At the heart of the Côte de Nuits, the Clos de Vougeot stretches across a large section of the township of Vougeot. The Musigny and Grands-Échezeaux vineyards cover the slope of the hill, just above the clos. Founded in 1110 by the nearby Abbey of Cîteaux, which maintained ownership of the vineyard until 1789, the Clos of Vougeot has become an icon of Burgundy. Comprising a single plot of over 50 hectares, this clos remains within the walls that were built around it five centuries ago. Its wine is one of the most distinguished of all the red Grand crus. It received AOC Grand cru certification on 31 July 1937 and is the only one of its kind in the township. With its cellar and vat room, complete with a giant wine press (dating back to between the 12th and 14th centuries), the castle evokes Burgundy during the Renaissance period. It is open to visitors and an international society of Burgundy wine enthusiasts known as the Confrérie des Chevaliers du Tastevin holds its chapter dinners here, serving some of the finest food and wine in all of France.

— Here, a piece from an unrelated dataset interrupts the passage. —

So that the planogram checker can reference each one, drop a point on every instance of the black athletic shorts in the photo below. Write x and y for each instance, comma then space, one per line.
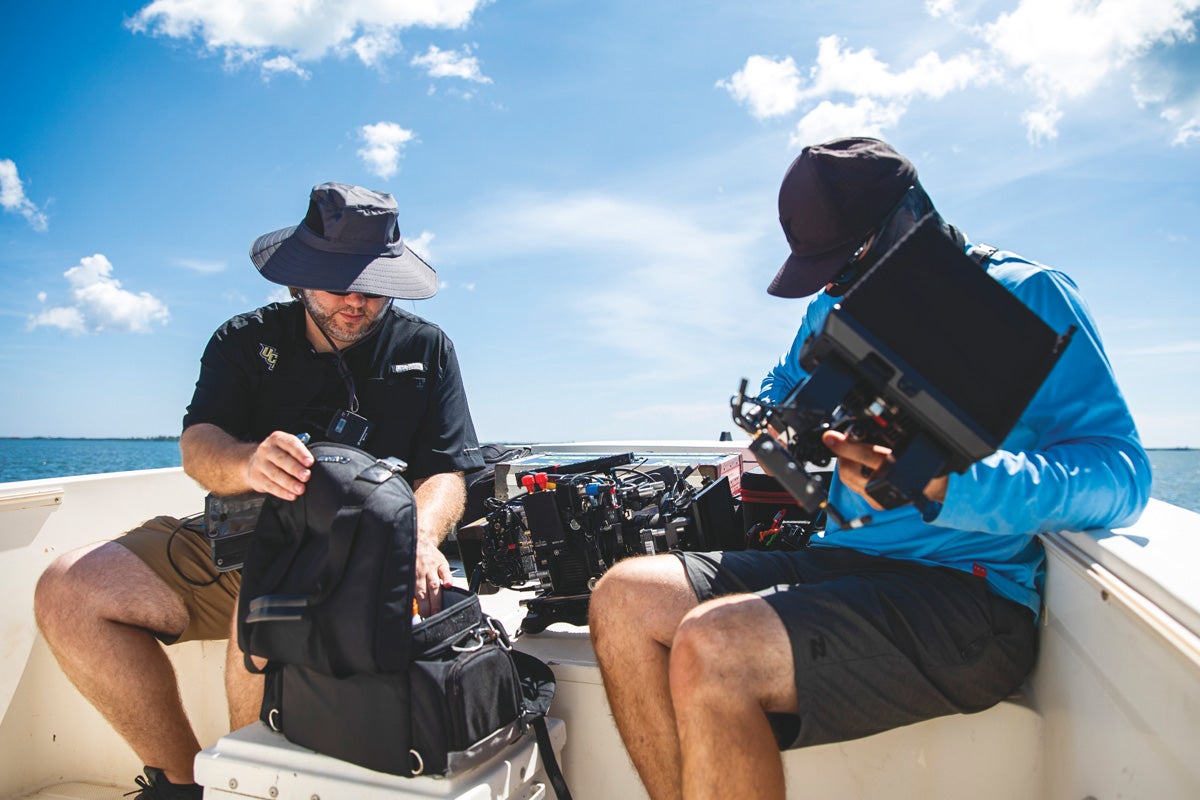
877, 643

CLOS DE VOUGEOT : 49,25 hectares


This township, with its village situated on the plains on the other side of the D974 motorway, is surrounded by the Clos de Vougeot, with the Musigny vineyards to the north and the Grands crus of Vosne-Romanée to the south, providing an interesting backdrop for these two Grands crus. The Echezaux and Grand Echezaux vineyards are separated by the foot of the Combe d’Orveau. These Climats were originally established by the Cîteaux Abbey from the 12th and 13th centuries onwards.

ÉCHEZEAUX : 35,26 ha


This village is home to six of Burgundy’s most prestigious Grand crus. The municipal territory is made up almost entirely of vineyards. The most famous, of course, is the Romanée-Conti, the most universally coveted of wines (which has always been a monopole). It owes its name to the Prince of Conti. Nearby Richebourg and Romanée are also firm favourites of connoisseurs. Romanée-Saint-Vivant was originally established by the Hautes-Côtes monastery located in Curtil-Vergy. Its vendangeoir, where the grapes are taken to be pressed, is well conserved at the heart of Vosne-Romanée and evokes the vineyard’s monastic heritage.

LA ROMANÉE : 0,85 ha
RICHEBOURG : 7,68 ha
LA TÂCHE : 5,08 ha
LA GRANDE RUE : 1,65 ha

Source : BIVB

The Climats of Burgundy

“Climat” is a Burgundian term used to describe the wine terroirs of the region. The Climats, which are inscribed on the UNESCO World Heritage List, are vine plots that have been carefully marked out, named and highlighted over the course of centuries.
Each Climat has its own personality, which is shaped as much by its cultural history, spanning over a thousand years, as it is by the natural conditions of its soil, sub-soil, exposure and microclimate. Climat wines each have their own distinct flavour, which is why a single grape variety is used to make them (Pinot Noir for red wines, Chardonnay for white wines). Each of the wines also has its own place in the Burgundy wine classification system.

An exceptional heritage

The “Vignobles et Découvertes” certification Label

France, the world’s leading wine producer, enjoys a high level of tourism thanks to the prestige of the appellations produced on its territory. Vines and wines attract tourists from all over the world, in search of unique landscapes and prestigious appellations.
Wine tourism is centered around the discovery of wine-making methods, tasting and purchasing, but also on broader offers such as activities in the vineyards, catering or even accommodation.
The Vignobles & Découvertes (Vineyards & Discovery) certification Label rewards destinations and services that commit to following a set of criteria identifying them as “wine tourism” and meeting the expectations of tourists looking to immerse themselves in the wine sector.